Grace. Vengeance. And More Neck Snaps Than Opening Night at the Met.
This movie is part of the John Wick universe, which means everyone is either a highly trained assassin, a hotel manager, or dead. Possibly all three.
Ballerina stars Ana de Armas as a professionally pirouetting vengeance machine who was raised in a secret ballet school that is somehow also a murder academy. Yes, it’s basically Center Stage if it had more landmines.
The plot (which I have not seen but have aggressively imagined) follows our tutu-clad heroine as she sets out to avenge the mysterious death of her family, friends, dog, or possibly her Wi-Fi signal.
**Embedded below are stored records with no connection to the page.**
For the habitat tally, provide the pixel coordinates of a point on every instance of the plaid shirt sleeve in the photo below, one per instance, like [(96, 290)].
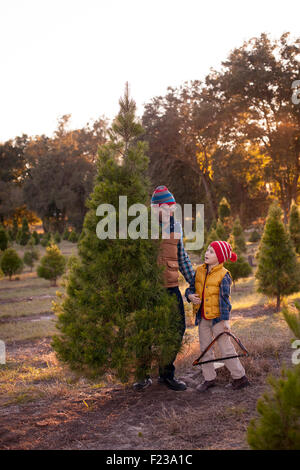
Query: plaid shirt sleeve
[(191, 289), (185, 265), (225, 291)]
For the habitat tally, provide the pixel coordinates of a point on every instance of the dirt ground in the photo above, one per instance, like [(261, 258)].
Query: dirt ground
[(116, 417)]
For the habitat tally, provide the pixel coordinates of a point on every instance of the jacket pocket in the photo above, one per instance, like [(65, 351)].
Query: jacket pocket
[(173, 265)]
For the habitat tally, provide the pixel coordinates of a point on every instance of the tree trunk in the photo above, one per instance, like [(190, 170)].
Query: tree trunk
[(209, 197), (278, 303)]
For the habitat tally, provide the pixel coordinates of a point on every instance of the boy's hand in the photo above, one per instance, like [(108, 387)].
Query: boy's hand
[(194, 298)]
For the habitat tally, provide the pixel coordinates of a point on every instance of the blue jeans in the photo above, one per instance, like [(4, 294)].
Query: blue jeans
[(168, 371)]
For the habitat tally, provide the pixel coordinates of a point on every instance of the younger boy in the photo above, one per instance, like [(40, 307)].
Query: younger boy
[(210, 288)]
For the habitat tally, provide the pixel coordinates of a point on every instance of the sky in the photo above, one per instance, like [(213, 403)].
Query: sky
[(74, 56)]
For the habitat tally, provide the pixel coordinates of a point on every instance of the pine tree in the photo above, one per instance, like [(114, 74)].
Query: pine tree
[(294, 226), (278, 424), (66, 234), (11, 263), (3, 239), (31, 254), (73, 237), (23, 234), (224, 209), (116, 314), (57, 237), (254, 237), (36, 237), (52, 264), (15, 229), (278, 272)]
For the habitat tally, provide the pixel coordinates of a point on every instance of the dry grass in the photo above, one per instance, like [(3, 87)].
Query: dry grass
[(25, 330)]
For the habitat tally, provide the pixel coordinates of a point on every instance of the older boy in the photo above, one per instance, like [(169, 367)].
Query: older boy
[(173, 256)]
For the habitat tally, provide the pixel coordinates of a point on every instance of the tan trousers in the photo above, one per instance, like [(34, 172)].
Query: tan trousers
[(206, 334)]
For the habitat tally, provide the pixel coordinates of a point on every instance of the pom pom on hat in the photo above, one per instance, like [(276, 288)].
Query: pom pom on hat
[(161, 195), (223, 251)]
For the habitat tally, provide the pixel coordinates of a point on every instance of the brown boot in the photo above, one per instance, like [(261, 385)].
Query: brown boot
[(240, 383), (205, 385)]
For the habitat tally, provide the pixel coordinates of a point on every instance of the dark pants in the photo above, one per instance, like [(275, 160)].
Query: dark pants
[(168, 370)]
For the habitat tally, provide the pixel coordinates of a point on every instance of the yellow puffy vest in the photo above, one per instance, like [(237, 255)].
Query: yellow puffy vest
[(212, 289)]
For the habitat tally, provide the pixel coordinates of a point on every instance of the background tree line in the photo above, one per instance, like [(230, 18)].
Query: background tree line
[(235, 134)]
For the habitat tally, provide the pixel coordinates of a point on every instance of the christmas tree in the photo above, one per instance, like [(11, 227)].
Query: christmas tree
[(278, 424), (24, 234), (52, 264), (116, 315), (294, 227), (278, 272)]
She uses her lethal choreography and graceful homicide skills to take down an endless parade of bearded men in tactical gear who apparently never learned how to dodge a flying heel kick.
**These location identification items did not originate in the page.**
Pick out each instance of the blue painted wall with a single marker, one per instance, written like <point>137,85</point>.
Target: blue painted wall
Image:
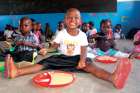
<point>127,14</point>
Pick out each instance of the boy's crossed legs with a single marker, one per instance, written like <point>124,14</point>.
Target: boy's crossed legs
<point>117,78</point>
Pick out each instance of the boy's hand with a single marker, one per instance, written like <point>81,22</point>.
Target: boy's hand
<point>43,51</point>
<point>81,64</point>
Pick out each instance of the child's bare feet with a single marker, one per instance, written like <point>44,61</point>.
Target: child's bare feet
<point>121,73</point>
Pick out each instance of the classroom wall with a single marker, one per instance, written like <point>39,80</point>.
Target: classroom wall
<point>127,14</point>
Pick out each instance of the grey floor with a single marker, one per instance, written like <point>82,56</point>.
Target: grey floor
<point>84,83</point>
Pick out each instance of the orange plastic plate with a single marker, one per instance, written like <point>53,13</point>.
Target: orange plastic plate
<point>54,79</point>
<point>106,59</point>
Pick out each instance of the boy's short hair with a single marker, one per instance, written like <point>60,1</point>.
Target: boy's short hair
<point>24,18</point>
<point>72,9</point>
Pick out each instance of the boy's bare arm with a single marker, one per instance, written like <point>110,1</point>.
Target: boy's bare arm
<point>83,55</point>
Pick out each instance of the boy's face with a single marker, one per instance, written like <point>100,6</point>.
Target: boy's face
<point>26,26</point>
<point>105,27</point>
<point>72,19</point>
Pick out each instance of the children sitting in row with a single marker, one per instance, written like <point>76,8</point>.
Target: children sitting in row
<point>26,43</point>
<point>105,44</point>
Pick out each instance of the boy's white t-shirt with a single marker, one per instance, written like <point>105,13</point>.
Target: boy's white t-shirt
<point>71,45</point>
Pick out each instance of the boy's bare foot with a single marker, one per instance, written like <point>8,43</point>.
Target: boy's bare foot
<point>121,73</point>
<point>6,64</point>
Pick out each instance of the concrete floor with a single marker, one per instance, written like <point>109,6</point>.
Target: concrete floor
<point>84,83</point>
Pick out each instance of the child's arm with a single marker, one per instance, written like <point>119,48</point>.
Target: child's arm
<point>29,44</point>
<point>83,55</point>
<point>54,45</point>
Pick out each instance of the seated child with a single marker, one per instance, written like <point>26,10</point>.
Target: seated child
<point>105,45</point>
<point>136,51</point>
<point>26,43</point>
<point>73,45</point>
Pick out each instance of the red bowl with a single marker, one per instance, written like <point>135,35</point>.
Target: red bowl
<point>106,59</point>
<point>42,79</point>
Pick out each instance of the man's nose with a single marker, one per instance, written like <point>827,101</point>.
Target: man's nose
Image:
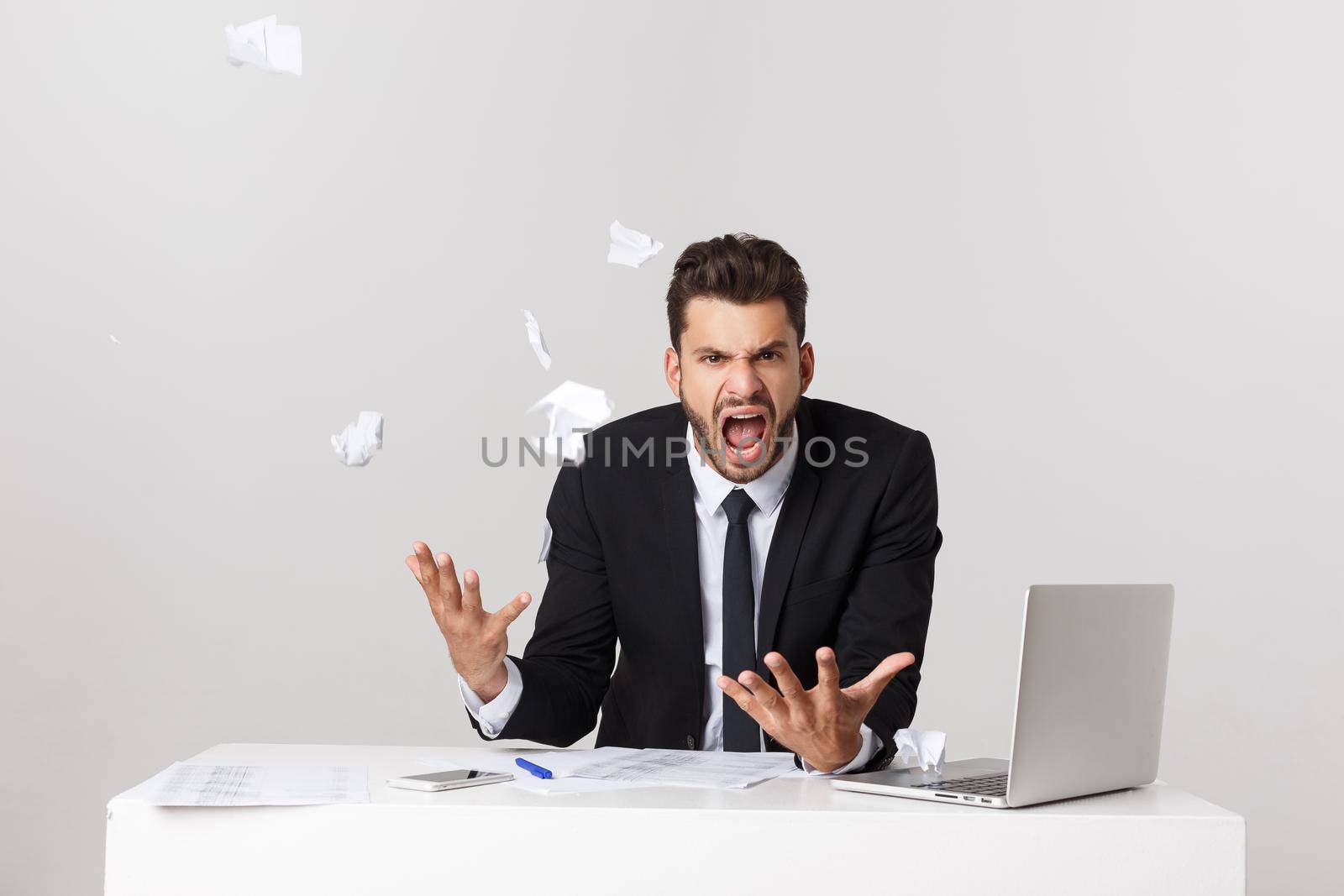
<point>743,380</point>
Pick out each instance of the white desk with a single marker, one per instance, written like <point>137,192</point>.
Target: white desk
<point>786,836</point>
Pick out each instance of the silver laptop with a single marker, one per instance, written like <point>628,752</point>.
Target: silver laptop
<point>1090,691</point>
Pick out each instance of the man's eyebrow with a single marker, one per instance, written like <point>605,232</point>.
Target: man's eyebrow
<point>774,345</point>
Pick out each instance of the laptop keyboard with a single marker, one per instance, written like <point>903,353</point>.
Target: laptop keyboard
<point>980,785</point>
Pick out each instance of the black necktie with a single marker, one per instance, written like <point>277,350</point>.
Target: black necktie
<point>741,732</point>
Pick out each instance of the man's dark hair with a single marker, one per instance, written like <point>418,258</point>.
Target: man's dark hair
<point>741,269</point>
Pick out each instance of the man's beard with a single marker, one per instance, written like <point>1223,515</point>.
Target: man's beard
<point>718,457</point>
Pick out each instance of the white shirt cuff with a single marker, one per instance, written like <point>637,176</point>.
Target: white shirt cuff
<point>867,748</point>
<point>492,716</point>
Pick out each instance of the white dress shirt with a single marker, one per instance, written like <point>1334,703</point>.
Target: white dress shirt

There’s a moment in every fight where she pauses, just long enough to strike a ballet pose and reload. And that’s when you know somebody’s about to get Swan Lake’d right in the spleen.
She navigates a trail of fight scenes lit only by chandeliers and unresolved trauma, faces a villain who wears gloves indoors and drinks tea way too menacingly, and relives childhood recitals set to emotional EDM. At least one important conversation in Russian ends with a sword in someone’s foot.
Also, Keanu Reeves might show up as John Wick just to nod and say something like “she’s better than me,” before disappearing into a fog machine.
I give it 5 out of 5 blood-spattered toe shoes, with bonus points if there’s a scene where she spins so fast she knocks out a room full of henchmen and gets a standing ovation.